Nuke’s linear approach solves a host of workflow issues, but there are some circumstances where it is beneficial to work in an images native colour space, namely when dealing with noise or grain. The nature of digital noise from a sensor, or grain on a piece of film is that it is distributed in a fairly way across the image regardless of the image’s brightness. When we convert these images to linear colour space, although the image itself becomes linear, the noise becomes non-linear. It is far easier to add/remove/filter noise when it is linear in the same way that it’s easier to deal with an image when it’s linear. It just so happens to be that the two are never both linear at the same time.

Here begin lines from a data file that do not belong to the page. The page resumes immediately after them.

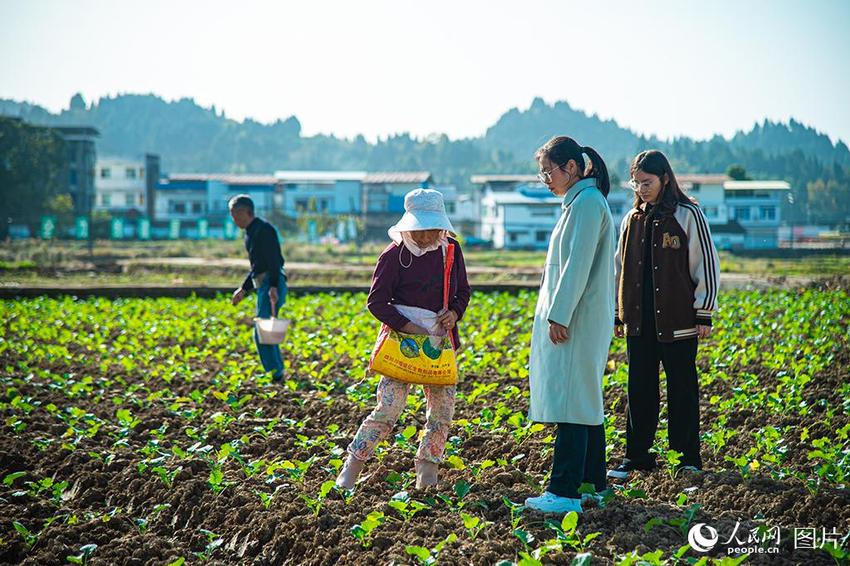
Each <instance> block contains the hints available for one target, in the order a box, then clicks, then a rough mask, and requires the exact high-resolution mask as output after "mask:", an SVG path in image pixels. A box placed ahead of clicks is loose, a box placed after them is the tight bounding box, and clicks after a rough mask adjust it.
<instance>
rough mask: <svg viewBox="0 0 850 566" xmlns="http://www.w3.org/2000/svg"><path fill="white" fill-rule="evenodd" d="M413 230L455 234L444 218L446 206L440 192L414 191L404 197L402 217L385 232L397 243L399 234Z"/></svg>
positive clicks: (398, 241) (447, 221) (445, 216)
mask: <svg viewBox="0 0 850 566" xmlns="http://www.w3.org/2000/svg"><path fill="white" fill-rule="evenodd" d="M413 230H448V231H449V232H451V233H452V234H454V233H455V229H454V227H453V226H452V223H451V222H450V221H449V217H448V216H446V205H445V204H443V194H442V193H441V192H440V191H435V190H434V189H414V190H412V191H410V192H409V193H407V194H406V195H404V216H402V217H401V220H399V221H398V222H396V224H395V225H394V226H391V227H390V229H389V230H387V234H388V235H389V236H390V238H391V239H392V240H393V241H396V242H399V241H401V232H411V231H413Z"/></svg>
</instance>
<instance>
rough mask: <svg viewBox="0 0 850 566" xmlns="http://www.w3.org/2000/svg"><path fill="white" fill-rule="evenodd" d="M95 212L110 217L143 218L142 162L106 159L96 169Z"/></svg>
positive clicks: (103, 160)
mask: <svg viewBox="0 0 850 566" xmlns="http://www.w3.org/2000/svg"><path fill="white" fill-rule="evenodd" d="M94 186H95V206H94V209H95V210H102V211H107V212H110V213H122V212H129V211H131V210H134V211H137V212H138V213H139V214H144V213H145V209H146V204H145V162H144V161H143V160H137V159H126V158H118V157H106V158H101V159H98V160H97V163H96V165H95V181H94Z"/></svg>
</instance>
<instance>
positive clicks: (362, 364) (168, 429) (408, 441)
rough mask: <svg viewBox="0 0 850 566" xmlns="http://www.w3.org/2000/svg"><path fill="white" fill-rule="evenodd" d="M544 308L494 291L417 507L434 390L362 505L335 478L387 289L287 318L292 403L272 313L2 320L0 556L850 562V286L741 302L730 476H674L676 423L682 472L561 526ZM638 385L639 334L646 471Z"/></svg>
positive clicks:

There are other operations where Nuke will do colour space conversions inside of a node. The HSV tool is an example of this. As the name suggests, it does an HSV conversion (Hue, Saturation, Value) to allow you to adjust these channels individually, and then converts back to linear all in the one node. The basic Nuke keyer does kind of half of an HSV conversion too, in order to supply a greenscreen or bluescreen key (I’ll expand on that in another article).
Functions and LUTs
Colour space conversions can come in the form of either a mathematical function or a look up table (LUT). S = max(R, G, B) – min(R, G, B) is the function to convert RGB values in to the saturation value of HSV. In plain English this function says ‘the saturation will equal the difference between the the brightest and darkest RGB channel’. So if you have an RGB value of [0.1, 0.8, 0.5] the saturation will be 0.8 (the brightest) minus 0.1 (the darkest) giving 0.7. Functions are great because they allow you to calculate and number, giving a result that is just as accurate as the input. LUTs on the other hand consist of a table of input and output values. A LUT would just say RGB [0.1, 0.8, 0.5] = S [0.8], without giving the formula that explains how one equals the other. A LUT will contain a huge array of these source and result values, but if the exact number that you’re looking for isn’t there then it’ll just jump to the nearest one. LUTs are lossy for this reason, meaning that they can degrade the quality of the information in an image, however LUTs are a necessary evil because not all conversions can be explained by a function, or sometimes that function is so complex that it’s computationally too expensive to be useful. The conversion between Linear RGB and sRGB is one such example of something that can not be explained by a function, but Nuke kind of cheats with this one, by just simplifying it into Linear = sRGB^1/2.2. This function is a very rough approximation of the sRGB model, but deemed to be close enough since in this case the benefits of using an inaccurate function outweigh those of using an accurate albeit lossy LUT. Although it is highly likely that somewhere along the colour pipeline a LUT will be applied, is is better to avoid them in the compositing workflow except for display purposes (by this I mean Nuke’s viewer LUT, which has no impact on the final image).